# Apache Beam SQL

In [None]:
! pip install apache_beam apache-beam[gcp] apache-beam[interactive] --quiet

In [None]:
import IPython
from IPython.display import display

app = IPython.Application.instance()
app.kernel.do_shutdown(True)

In [None]:
# Enable the Beam magics
from apache_beam.runners.interactive.sql.beam_sql_magics import BeamSqlMagics
from IPython import get_ipython

ipython = get_ipython()
ipython.register_magics(BeamSqlMagics)

# Create test records

Write owners and pets into CSV files.

In [None]:
%%bash

# Define the variables
owners_file_name="./temp_files/owners-io.csv"
pets_file_name="./temp_files/pets-io.csv"
num_pets=200
num_owners=100

# Make sure files don't exist
rm $owners_file_name
rm $pets_file_name

###########################
# Create the Owners first #
###########################

# Create the file and add the headers
echo "id,first_name,last_name,phone" > $owners_file_name

# Define lists of first names and last names
first_names=("John" "Jane" "Alice" "Bob" "Carol" "David" "Eva" "Frank" "Grace" "Hank")
last_names=("Smith" "Johnson" "Williams" "Brown" "Jones" "Garcia" "Miller" "Davis" "Rodriguez" "Martinez")

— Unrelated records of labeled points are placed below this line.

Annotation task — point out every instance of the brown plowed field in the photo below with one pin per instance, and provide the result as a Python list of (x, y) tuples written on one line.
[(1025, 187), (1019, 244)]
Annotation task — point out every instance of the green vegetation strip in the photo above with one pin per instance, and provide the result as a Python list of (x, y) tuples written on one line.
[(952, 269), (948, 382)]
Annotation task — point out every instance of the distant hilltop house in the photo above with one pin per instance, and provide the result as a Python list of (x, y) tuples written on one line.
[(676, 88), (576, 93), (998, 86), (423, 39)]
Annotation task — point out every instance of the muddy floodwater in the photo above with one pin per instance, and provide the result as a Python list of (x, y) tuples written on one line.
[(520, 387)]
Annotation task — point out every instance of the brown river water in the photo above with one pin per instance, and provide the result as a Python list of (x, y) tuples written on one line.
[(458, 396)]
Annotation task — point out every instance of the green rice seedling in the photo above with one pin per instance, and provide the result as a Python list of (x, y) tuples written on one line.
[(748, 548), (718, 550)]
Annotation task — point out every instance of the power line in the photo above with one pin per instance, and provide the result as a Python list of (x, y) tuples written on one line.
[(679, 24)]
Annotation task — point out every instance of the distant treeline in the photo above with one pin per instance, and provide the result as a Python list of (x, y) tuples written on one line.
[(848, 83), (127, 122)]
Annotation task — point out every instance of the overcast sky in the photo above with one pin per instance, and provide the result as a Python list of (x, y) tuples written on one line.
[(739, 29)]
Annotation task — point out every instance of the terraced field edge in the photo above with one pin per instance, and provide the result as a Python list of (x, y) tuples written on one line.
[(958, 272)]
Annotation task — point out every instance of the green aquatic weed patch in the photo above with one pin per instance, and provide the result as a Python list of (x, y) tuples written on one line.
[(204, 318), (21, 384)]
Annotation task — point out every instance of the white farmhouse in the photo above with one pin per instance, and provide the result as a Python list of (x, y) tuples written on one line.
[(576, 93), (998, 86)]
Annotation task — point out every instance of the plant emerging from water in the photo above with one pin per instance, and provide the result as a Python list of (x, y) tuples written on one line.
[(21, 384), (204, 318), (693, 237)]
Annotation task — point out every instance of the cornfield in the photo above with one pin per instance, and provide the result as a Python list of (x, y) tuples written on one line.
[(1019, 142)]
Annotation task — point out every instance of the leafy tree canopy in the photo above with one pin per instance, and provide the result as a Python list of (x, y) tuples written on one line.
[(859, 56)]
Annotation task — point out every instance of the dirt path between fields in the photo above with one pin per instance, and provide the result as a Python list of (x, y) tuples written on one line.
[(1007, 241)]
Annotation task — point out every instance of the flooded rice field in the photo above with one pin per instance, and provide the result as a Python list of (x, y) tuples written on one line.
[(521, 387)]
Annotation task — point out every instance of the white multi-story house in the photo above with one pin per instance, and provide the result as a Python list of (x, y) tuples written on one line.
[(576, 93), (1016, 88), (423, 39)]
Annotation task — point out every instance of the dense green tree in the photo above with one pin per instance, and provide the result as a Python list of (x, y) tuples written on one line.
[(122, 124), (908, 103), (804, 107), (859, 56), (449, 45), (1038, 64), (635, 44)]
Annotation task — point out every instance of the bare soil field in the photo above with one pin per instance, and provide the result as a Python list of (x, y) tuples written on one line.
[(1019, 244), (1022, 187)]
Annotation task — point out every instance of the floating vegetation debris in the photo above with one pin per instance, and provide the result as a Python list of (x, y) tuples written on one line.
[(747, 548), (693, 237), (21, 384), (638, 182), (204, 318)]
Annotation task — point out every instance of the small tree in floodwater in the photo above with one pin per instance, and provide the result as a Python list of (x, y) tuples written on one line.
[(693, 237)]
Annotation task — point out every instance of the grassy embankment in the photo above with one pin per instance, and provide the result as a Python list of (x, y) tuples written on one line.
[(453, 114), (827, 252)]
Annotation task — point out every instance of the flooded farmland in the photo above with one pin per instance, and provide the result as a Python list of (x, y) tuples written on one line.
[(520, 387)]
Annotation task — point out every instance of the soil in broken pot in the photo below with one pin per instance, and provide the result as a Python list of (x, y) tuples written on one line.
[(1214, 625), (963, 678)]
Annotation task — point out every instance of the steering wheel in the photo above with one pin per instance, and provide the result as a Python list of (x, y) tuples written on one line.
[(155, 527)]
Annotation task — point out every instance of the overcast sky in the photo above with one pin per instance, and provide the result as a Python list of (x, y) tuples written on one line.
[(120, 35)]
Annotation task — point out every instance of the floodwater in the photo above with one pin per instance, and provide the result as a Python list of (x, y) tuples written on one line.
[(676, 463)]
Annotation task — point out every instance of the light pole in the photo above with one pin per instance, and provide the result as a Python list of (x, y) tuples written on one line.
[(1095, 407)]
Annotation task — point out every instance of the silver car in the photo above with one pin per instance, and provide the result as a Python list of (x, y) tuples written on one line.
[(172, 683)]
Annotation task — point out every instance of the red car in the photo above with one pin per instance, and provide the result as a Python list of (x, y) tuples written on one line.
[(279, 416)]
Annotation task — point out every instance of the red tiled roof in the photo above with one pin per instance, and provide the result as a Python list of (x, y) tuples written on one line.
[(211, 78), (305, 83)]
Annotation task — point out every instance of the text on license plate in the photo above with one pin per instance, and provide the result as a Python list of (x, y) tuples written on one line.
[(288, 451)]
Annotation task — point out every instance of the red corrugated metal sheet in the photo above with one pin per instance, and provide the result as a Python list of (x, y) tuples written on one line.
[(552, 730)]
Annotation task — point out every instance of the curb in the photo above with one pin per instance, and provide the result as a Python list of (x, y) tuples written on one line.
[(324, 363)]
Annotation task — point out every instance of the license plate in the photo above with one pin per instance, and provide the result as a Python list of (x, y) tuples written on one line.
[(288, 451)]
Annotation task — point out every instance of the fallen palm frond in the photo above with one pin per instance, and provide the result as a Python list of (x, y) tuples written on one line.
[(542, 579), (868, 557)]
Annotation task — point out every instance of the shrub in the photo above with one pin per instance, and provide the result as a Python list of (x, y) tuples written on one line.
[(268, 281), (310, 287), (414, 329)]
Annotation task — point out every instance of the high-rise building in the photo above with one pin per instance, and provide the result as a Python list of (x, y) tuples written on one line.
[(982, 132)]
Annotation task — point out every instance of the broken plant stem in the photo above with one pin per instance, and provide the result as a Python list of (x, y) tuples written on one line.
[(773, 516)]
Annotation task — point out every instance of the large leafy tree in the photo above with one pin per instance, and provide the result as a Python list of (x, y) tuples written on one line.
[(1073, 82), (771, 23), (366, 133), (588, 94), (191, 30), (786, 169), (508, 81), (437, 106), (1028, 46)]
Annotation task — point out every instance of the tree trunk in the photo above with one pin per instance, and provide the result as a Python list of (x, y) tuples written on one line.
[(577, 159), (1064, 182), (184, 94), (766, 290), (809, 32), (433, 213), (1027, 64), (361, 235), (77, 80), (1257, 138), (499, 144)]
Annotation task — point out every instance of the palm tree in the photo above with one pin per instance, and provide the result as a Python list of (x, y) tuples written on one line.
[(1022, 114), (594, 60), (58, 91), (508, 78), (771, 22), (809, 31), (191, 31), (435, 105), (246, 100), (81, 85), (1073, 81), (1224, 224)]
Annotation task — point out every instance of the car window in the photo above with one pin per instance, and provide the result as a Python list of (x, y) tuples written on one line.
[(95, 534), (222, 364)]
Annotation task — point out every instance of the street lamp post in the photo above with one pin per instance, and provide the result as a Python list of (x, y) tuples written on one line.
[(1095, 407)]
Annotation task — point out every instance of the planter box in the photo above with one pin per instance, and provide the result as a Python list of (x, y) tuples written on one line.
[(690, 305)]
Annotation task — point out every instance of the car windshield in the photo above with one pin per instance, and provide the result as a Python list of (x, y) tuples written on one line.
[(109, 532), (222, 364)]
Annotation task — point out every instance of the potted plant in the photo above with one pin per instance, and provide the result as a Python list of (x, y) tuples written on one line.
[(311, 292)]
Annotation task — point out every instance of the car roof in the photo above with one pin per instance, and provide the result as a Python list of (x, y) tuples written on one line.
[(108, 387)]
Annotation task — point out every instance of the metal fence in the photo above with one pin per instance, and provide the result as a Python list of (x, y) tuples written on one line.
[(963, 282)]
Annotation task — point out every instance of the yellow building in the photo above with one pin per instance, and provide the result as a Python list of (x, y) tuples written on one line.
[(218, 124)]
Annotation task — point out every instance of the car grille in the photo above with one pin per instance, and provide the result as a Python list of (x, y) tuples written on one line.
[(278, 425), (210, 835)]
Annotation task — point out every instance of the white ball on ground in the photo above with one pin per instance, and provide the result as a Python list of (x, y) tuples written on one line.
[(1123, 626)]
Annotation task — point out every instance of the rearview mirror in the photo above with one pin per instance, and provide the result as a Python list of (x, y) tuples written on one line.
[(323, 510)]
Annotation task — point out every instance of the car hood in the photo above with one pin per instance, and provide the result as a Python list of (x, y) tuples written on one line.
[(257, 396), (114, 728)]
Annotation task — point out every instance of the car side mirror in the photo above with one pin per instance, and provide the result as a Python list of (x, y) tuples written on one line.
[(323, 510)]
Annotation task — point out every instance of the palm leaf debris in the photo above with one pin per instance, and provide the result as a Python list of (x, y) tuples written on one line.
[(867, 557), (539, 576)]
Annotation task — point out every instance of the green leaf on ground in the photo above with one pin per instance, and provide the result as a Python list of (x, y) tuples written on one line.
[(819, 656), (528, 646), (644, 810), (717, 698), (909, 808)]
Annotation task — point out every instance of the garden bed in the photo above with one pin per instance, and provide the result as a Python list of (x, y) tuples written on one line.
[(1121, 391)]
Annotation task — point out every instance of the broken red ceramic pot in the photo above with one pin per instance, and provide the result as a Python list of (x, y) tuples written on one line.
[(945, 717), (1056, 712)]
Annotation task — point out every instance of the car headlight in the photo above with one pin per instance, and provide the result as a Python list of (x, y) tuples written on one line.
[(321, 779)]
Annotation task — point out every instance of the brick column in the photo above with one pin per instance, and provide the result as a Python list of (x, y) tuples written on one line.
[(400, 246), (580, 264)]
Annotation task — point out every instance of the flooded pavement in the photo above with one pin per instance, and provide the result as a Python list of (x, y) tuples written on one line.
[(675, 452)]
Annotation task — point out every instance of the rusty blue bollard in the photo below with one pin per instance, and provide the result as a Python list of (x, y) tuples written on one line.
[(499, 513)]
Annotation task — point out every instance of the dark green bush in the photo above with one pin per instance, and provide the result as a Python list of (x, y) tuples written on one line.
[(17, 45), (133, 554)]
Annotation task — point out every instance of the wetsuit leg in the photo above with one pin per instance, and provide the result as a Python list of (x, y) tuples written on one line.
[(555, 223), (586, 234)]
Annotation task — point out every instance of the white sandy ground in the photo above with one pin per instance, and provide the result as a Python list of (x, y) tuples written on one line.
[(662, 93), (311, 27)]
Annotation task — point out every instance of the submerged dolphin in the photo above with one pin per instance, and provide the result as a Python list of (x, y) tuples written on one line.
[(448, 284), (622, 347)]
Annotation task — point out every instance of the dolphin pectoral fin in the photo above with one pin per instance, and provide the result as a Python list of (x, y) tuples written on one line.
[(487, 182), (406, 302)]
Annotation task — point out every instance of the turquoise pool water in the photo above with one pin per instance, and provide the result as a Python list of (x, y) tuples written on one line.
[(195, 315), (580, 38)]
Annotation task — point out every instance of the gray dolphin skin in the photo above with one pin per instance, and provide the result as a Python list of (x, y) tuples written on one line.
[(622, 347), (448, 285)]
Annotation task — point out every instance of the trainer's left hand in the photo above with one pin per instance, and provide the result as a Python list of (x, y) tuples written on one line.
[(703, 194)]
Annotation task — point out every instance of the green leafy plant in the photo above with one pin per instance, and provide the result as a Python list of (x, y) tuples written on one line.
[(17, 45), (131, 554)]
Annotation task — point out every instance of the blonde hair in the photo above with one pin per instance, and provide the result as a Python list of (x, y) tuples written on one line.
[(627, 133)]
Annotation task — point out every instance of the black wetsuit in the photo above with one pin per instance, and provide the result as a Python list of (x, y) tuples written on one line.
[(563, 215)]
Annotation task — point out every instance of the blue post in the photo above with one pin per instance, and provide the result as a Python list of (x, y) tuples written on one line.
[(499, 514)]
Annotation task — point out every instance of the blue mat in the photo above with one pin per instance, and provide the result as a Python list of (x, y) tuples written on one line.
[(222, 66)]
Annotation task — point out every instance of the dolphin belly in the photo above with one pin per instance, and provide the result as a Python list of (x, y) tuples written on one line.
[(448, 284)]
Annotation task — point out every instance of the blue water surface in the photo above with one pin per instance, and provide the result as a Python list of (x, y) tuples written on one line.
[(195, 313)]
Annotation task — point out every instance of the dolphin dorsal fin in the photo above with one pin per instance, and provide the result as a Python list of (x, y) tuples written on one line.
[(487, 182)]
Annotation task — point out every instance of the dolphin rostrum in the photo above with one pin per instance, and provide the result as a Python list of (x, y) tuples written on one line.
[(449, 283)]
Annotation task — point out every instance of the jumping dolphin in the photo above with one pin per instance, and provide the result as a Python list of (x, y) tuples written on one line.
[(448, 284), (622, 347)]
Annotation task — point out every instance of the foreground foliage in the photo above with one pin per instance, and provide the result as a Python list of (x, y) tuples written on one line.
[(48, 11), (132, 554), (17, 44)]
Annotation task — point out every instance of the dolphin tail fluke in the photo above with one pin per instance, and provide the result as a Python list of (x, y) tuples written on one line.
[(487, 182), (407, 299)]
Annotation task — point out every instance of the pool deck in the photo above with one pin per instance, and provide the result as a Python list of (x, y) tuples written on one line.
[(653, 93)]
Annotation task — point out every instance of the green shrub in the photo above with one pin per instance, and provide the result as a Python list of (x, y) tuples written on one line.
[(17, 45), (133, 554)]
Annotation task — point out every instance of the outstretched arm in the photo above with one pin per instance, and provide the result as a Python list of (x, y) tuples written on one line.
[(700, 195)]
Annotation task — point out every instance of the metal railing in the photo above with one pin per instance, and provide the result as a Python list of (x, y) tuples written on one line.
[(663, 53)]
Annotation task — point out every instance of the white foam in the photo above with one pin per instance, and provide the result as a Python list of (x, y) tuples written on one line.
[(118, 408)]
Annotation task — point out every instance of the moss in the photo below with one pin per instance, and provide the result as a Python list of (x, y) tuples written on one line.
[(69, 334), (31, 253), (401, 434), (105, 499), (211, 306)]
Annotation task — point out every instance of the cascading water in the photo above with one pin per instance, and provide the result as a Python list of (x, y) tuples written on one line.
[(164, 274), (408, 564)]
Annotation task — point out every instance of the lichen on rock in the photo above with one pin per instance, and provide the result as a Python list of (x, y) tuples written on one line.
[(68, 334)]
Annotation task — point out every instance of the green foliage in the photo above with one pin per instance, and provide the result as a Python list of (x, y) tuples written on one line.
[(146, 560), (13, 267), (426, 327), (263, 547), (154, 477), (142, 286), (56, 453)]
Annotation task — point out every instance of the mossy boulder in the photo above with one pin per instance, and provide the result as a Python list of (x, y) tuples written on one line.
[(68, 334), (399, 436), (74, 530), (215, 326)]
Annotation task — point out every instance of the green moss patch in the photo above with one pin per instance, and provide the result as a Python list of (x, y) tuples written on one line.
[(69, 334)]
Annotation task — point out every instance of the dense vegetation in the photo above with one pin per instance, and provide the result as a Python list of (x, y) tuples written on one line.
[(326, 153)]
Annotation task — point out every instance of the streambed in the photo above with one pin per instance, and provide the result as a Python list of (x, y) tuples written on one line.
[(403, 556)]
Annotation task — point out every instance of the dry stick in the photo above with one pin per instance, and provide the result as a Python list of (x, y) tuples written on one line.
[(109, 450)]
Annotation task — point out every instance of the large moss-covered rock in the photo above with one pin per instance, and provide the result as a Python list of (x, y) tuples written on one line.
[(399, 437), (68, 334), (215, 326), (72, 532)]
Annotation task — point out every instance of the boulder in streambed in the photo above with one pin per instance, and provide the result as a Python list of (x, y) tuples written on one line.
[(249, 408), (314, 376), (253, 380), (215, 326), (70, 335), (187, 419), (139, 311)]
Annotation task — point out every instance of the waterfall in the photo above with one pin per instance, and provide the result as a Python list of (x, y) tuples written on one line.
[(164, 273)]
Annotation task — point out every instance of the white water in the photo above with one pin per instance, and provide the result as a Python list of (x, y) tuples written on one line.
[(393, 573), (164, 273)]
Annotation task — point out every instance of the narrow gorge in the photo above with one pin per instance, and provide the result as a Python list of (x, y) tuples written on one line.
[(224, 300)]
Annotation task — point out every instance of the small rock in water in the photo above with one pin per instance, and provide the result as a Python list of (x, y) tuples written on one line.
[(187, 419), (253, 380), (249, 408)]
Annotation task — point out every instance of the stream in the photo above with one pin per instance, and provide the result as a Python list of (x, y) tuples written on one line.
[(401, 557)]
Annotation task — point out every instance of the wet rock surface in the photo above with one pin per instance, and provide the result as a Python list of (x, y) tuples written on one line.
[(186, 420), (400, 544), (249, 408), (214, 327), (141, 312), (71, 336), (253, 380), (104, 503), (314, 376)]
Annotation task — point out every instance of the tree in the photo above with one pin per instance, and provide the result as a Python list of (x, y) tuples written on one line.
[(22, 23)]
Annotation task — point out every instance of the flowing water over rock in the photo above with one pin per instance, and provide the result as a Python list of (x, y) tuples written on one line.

# Generate 10 test records
for (( i=1; i<=num_owners; i++ ))
do
  # Randomly select a first name and last name
  first_name=${first_names[$RANDOM % ${#first_names[@]}]}
  last_name=${last_names[$RANDOM % ${#last_names[@]}]}
  phone=$(printf "555-%03d-%04d\n" $((RANDOM%1000)) $((RANDOM%10000)))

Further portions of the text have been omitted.